Simple Steps For Flying With Cremated Remains
How To Take The Stress Out of Flying With Cremated Remains
Even in the best of times, packing for a trip and working your way through airport security can be a stressful experience. For travelers who are flying home with the cremains of a loved one it can be both an emotional and anxious time. The TSA has partnered with the funeral homes in the United States to streamline the process and has published clear and easy to follow guidelines. Below you’ll find the recommended guidelines as well as some practical advise to make your journey as trouble-free as possible.
#1 You should be aware that the TSA has one set of rules for flying with cremains, but the airline you are traveling on may have different requirements. Both the TSA and airlines try to be as sensitive to your situation as possible.

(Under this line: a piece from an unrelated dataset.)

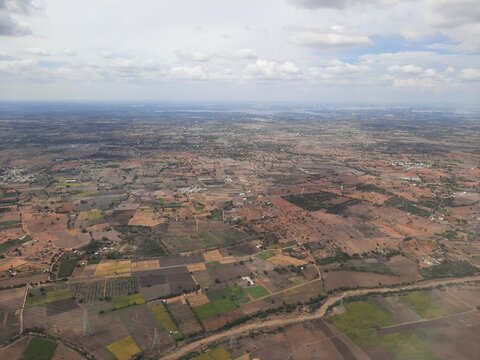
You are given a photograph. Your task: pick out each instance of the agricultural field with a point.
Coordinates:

In general, cremains of either human or pets are allowed on flights within the United States.
If you are planning to pack the cremains in checked luggage, you must determine if that is allowed on the airline you are traveling with. You can find that information on your airline’s website by searching under “Baggage Allowance”.
#2 Although some airlines allow for cremated remains to be packed in checked baggage, we strongly recommend that you keep the cremains with you in your carry-on bag. We’ve all seen luggage that has been badly mistreated during it’s journey from the conveyer belt to the airplane luggage hold and back again. Furthermore a security agent who is scanning checked bags may attempt to open the container to verify the contents, although this is supposedly not permitted. Still, the internet is filled with reports of cremains being opened and not properly resealed or the container breaking. You don’t want to take the chance of this happening, so keep the cremains in your possession.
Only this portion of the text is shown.